Closed stoney95 closed 5 years ago
we use websockets, currently don't make any REST calls the only port we need / access is the standard https port 443
I'm forwarding that port already. But it's still not working. Is there a possibiltiy to run the SpeechRecognizer or start_continuous_recognition() in verbose
or debug
mode? Or is there any logging I could access? Because I only get no results and no error-msg.
I also tried running the service outside a docker-container without any internet-connection and then it behaves differently from running inside docker, so I think that there must be some kind of connection when running inside docker.
EDIT:
As port-forwarding is not the problem, i've been digging a little bit deeper.
Docker image I'm using is ubuntu:18.04
. My Dockerfile looks like the following:
FROM ubuntu:18.04
ADD . /code
WORKDIR /code
RUN apt-get update
RUN apt-get install -y build-essential libasound2 wget libssl1.0.0
RUN apt-get install -y python3.6 python3-pip
RUN pip3 install -r requirements.txt
CMD ["python3", "service.py"]
So setup is done like it's described here: https://docs.microsoft.com/de-de/azure/cognitive-services/speech-service/quickstart-python
Via tcpdump I found that the sdk is sending its requests to: westeurope.stt.speech.microsoft.com
When I do nslookup westeurope.stt.speech.microsoft.com
on my system I get the following response:
Server: ...
Address: ...
Non-authoritative answer:
westeurope.stt.speech.microsoft.com canonical name = crisfrontendweu.trafficmanager.net.
crisfrontendweu.trafficmanager.net canonical name = fe-prod4-weu.cris.ai.
Name: fe-prod4-weu.cris.ai
Address: 40.119.156.135
Doing this inside the docker container leads to:
Server: ...
Address: ...
Non-authoritative answer:
westeurope.stt.speech.microsoft.com canonical name = crisfrontendweu.trafficmanager.net.
crisfrontendweu.trafficmanager.net canonical name = fe-prod4-weu.cris.ai.
Name: fe-prod4-weu.cris.ai
Address: 40.119.156.135
** server can't find fe-prod4-weu.cris.ai: NXDOMAIN
wget https://westeurope.stt.speech.microsoft.com
(inside docker and outside):
--2019-03-07 12:26:12-- https://westeurope.stt.speech.microsoft.com/
Resolving westeurope.stt.speech.microsoft.com (westeurope.stt.speech.microsoft.com)... 40.119.156.135
Connecting to westeurope.stt.speech.microsoft.com (westeurope.stt.speech.microsoft.com)|40.119.156.135|:443... connected.
HTTP request sent, awaiting response... 404 Not Found
2019-03-07 12:26:12 ERROR 404: Not Found.
ping -c 2 westeurope.stt.speech.microsoft.com
(inside docker):
PING fe-prod4-weu.cris.ai (40.119.156.135) 56(84) bytes of data.
--- fe-prod4-weu.cris.ai ping statistics ---
2 packets transmitted, 0 received, 100% packet loss, time 1052ms
ping -c 2 westeurope.stt.speech.microsoft.com
(outside docker):
PING fe-prod4-weu.cris.ai (40.119.156.135): 56 data bytes
Request timeout for icmp_seq 0
--- fe-prod4-weu.cris.ai ping statistics ---
2 packets transmitted, 0 packets received, 100.0% packet loss
Actually I'm not sure if this problem is related to the sdk or my docker-setup.
Is it a DNS thing in the container?

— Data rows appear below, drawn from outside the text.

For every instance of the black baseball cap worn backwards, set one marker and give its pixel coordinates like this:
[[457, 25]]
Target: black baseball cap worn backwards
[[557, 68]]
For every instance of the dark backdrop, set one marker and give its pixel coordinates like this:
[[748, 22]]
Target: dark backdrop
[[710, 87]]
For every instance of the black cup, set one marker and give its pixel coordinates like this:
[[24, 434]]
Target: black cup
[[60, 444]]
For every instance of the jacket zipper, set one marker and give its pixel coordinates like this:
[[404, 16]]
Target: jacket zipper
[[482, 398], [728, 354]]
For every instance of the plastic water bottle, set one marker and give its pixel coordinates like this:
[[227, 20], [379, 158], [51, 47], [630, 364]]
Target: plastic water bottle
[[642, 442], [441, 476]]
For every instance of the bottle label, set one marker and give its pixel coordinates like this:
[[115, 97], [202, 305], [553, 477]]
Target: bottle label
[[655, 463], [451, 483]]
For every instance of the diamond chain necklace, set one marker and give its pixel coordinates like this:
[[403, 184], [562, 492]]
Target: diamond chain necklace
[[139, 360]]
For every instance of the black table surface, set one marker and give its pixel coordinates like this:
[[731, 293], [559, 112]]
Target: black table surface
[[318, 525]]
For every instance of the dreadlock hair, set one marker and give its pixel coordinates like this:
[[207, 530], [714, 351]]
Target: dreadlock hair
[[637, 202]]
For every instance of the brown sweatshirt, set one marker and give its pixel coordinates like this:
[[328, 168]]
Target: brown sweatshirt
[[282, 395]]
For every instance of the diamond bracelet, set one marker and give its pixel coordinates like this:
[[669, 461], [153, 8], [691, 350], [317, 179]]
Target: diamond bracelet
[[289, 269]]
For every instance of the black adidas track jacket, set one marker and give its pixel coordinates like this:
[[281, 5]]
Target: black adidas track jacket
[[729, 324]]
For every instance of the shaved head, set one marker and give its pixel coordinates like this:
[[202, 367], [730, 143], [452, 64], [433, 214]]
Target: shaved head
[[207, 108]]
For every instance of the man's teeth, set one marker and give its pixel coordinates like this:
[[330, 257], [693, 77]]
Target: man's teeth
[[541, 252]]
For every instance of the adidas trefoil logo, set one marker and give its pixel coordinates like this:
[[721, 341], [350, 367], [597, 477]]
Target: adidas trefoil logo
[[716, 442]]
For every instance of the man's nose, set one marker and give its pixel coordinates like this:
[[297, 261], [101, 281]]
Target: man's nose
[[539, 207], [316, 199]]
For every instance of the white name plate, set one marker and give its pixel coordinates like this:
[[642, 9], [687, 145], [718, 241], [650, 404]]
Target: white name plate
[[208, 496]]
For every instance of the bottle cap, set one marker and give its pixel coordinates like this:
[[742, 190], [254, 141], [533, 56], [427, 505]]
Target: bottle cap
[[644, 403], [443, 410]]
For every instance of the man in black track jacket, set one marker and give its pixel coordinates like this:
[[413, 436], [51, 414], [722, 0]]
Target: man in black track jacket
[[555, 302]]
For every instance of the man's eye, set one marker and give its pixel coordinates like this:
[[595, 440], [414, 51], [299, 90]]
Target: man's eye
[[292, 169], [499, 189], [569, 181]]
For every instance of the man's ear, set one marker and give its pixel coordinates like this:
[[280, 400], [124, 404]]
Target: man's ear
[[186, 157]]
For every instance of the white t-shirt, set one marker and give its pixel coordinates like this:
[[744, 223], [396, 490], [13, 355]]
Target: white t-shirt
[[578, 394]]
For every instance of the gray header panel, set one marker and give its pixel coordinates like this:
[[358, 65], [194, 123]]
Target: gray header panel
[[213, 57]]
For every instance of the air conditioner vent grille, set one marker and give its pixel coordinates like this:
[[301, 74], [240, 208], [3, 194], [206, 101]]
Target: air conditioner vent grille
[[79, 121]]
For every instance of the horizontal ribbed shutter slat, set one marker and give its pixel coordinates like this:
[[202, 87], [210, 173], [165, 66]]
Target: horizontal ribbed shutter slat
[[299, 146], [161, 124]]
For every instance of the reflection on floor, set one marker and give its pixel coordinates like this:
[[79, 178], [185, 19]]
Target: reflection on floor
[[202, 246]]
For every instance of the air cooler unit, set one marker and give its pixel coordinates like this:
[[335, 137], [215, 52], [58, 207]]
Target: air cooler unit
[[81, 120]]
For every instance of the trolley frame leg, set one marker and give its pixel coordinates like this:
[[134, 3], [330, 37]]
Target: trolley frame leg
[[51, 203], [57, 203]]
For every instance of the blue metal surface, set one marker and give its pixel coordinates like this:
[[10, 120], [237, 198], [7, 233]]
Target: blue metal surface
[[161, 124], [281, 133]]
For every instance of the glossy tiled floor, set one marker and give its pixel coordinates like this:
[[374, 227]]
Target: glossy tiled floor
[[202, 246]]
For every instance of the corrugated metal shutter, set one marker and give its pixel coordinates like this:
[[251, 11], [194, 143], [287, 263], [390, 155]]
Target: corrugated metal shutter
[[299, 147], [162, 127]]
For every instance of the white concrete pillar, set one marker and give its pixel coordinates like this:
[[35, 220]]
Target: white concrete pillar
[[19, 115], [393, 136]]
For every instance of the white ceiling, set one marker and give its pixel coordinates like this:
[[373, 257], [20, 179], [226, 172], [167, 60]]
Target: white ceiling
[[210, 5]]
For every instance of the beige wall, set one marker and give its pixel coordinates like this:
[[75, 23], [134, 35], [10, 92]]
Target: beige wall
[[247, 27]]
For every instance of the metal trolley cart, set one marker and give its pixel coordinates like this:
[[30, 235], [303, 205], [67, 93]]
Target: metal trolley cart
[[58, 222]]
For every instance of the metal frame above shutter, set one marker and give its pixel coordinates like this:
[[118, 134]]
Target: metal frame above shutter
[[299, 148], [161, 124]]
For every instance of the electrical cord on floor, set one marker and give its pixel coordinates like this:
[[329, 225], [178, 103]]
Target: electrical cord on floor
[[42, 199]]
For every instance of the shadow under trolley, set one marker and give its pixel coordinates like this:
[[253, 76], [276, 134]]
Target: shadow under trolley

For example, Docker may add 8.8.8.8 as DNS, but you could be operating in a networking environment where this is blocked. https://docs.docker.com/v17.09/engine/userguide/networking/default_network/configure-dns/
I'm not very familiar with networks but I don't think so.
When you try to resolve e.g. google.com inside the container it's working:
root@linuxkit-025000000001:/# nslookup google.com
Server: 192.168.65.1
Address: 192.168.65.1#53
Non-authoritative answer:
Name: google.com
Address: 172.217.16.142
Name: google.com
Address: 2a00:1450:4001:808::200e
And also when resolving westeurope.stt.speech.microsoft.com you can figure out an IP-Address but then you run into some kind of mistake (see other comment)
EDIT:
An other sign that it might not be a DNS thing, is that I tried using recognize_once()
instead of start_continuous_recognition()
and this works find inside docker.
Whats the difference between these two methods? Maybe there could be a clue whats not working.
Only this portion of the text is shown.